Sarah Elizabeth Aley (born 3 June 1984) is an Australian former cricketer. She played domestic cricket for New South Wales in the Women's National Cricket League (WNCL) and the Sydney Sixers in the Women's Big Bash League (WBBL). In 2017 she played three matches for the Australian national cricket team. She retired from all forms of cricket in 2020.

==Cricket career==
Aley played domestic cricket for New South Wales, making her state debut in the 2004/05 season. Her only international call-up in the first part of her career was for Australia's under-23 team in 2004. Women's cricket at state level was still amateur, without player contracts, while Aley was in her 20s, so she worked full-time at the University of Sydney to earn money while playing cricket. Aley struggled with injuries in her late 20s, so she considered retiring from the sport until Cricket Australia introduced contracts for state players.
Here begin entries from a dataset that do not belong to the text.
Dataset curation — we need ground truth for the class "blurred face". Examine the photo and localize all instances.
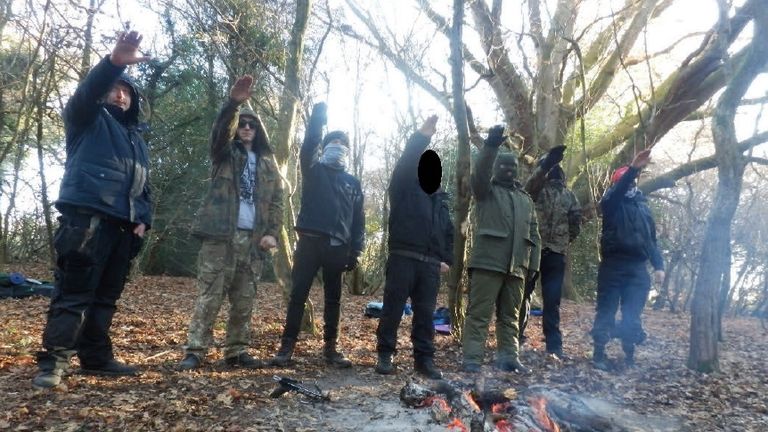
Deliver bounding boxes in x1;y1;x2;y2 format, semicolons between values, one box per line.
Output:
237;117;257;145
107;82;131;111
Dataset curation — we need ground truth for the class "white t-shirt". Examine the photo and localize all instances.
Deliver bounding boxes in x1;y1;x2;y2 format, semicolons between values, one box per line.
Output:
237;150;256;229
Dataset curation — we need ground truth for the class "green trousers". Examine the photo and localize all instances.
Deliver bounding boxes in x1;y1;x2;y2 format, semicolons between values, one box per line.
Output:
462;269;525;365
184;230;262;358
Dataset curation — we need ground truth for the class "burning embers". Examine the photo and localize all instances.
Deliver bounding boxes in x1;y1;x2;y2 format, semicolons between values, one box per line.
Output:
400;381;560;432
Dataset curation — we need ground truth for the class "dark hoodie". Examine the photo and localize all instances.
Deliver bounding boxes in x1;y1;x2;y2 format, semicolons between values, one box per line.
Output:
56;56;152;228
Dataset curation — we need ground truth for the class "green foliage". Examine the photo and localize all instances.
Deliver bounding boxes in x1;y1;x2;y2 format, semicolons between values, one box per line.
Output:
569;218;601;299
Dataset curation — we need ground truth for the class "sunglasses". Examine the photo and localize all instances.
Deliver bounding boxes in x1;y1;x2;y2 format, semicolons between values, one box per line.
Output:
237;120;258;129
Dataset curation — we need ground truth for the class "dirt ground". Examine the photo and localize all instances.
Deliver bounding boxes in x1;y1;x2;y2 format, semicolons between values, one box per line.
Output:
0;265;768;432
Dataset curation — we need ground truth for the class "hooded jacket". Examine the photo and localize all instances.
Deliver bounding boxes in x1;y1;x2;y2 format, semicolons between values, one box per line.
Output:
193;100;283;250
525;167;581;254
296;116;365;257
600;167;664;270
56;56;153;229
388;132;453;265
468;145;541;278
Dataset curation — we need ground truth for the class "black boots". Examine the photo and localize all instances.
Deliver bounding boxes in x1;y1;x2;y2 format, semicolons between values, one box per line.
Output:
178;354;203;371
413;357;443;379
323;341;352;369
375;353;395;375
270;338;296;366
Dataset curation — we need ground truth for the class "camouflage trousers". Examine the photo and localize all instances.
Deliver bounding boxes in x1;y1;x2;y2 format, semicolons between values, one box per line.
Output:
184;230;262;359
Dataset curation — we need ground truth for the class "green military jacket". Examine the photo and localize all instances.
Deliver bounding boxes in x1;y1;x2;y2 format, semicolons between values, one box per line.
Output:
193;100;283;253
525;167;581;254
468;146;541;278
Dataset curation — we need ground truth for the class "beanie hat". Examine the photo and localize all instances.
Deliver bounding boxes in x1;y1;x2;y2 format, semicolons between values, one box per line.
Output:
323;131;349;148
611;165;629;184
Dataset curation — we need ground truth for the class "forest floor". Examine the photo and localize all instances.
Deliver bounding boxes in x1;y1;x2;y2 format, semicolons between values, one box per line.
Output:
0;265;768;432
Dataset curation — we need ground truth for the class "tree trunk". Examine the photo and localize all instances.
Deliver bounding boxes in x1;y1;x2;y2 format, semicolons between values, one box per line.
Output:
688;1;768;372
448;0;470;341
274;0;317;334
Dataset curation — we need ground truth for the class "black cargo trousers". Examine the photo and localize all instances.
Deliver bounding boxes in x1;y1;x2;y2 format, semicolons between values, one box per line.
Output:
37;207;143;370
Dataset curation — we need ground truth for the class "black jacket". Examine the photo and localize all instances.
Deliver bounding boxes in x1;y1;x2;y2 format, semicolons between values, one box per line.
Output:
296;126;365;257
388;132;453;265
600;167;664;270
56;56;152;228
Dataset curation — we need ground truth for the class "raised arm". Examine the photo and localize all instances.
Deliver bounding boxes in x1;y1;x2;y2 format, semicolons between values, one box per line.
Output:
389;115;437;193
62;31;149;127
470;125;504;199
600;149;651;215
210;75;253;160
299;102;328;173
525;146;565;201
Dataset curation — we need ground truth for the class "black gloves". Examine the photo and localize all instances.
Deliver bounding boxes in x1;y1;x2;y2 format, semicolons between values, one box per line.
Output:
541;146;565;172
309;102;328;131
485;125;504;148
344;255;359;271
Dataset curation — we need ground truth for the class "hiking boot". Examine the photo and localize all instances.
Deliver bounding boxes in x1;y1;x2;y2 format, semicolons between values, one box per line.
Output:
224;352;264;369
323;342;352;369
80;359;139;376
32;351;74;389
269;338;296;367
375;354;396;375
592;345;611;372
496;359;531;375
461;362;480;373
32;368;64;389
413;357;443;379
178;354;203;371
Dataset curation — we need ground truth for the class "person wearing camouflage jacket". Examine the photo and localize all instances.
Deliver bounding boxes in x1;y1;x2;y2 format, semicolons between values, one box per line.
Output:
519;146;581;357
462;126;541;373
179;75;283;370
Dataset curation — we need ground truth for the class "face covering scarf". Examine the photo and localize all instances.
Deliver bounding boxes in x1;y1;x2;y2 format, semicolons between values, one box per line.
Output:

Aley had her breakout season in the 2016/17 summer. Playing for the Sydney Sixers, she was the leading wicket-taker in the second season of the Women's Big Bash League (WBBL) and was the player of the match in the tournament final. She took four wickets to help the Sixers defend a total that was seen as below par. At the end of the season she had more wickets in the WBBL than any other bowler. As a reward for her form, she received a call-up to join the Australian national cricket team squad for a Twenty20 International (T20I) series against New Zealand, but she did not play a match.

Aley was again included in Australia's squad for the 2017 Women's Cricket World Cup. During the World Cup, she made her One Day International (ODI) debut against Pakistan, becoming the oldest women's Australian player to make their ODI debut in nearly 45 years. In November 2017, Aley was included in the Australian squad for the T20I portion of the Women's Ashes Series. During this series, she made her T20I debut.

While playing for the Sydney Sixers in the 2017–18 WBBL season, Aley scored two runs off the final ball of a match against the Melbourne Renegades to tie the score and force the game into a Super Over. Initially, Aley only scored a single run, but Renegades wicket-keeper Emma Inglis caught the ball without standing over the stumps and waiting for confirmation that the ball was dead. Inglis threw the ball into the air and allowed it to hit the ground, keeping the ball live, so Aley ran a second run. The Sixers still lost the match in the Super Over.

In May 2020, Aley announced her retirement from one-day cricket and the NSW Breakers. In November 2020, Aley also announced her retirement from the WBBL.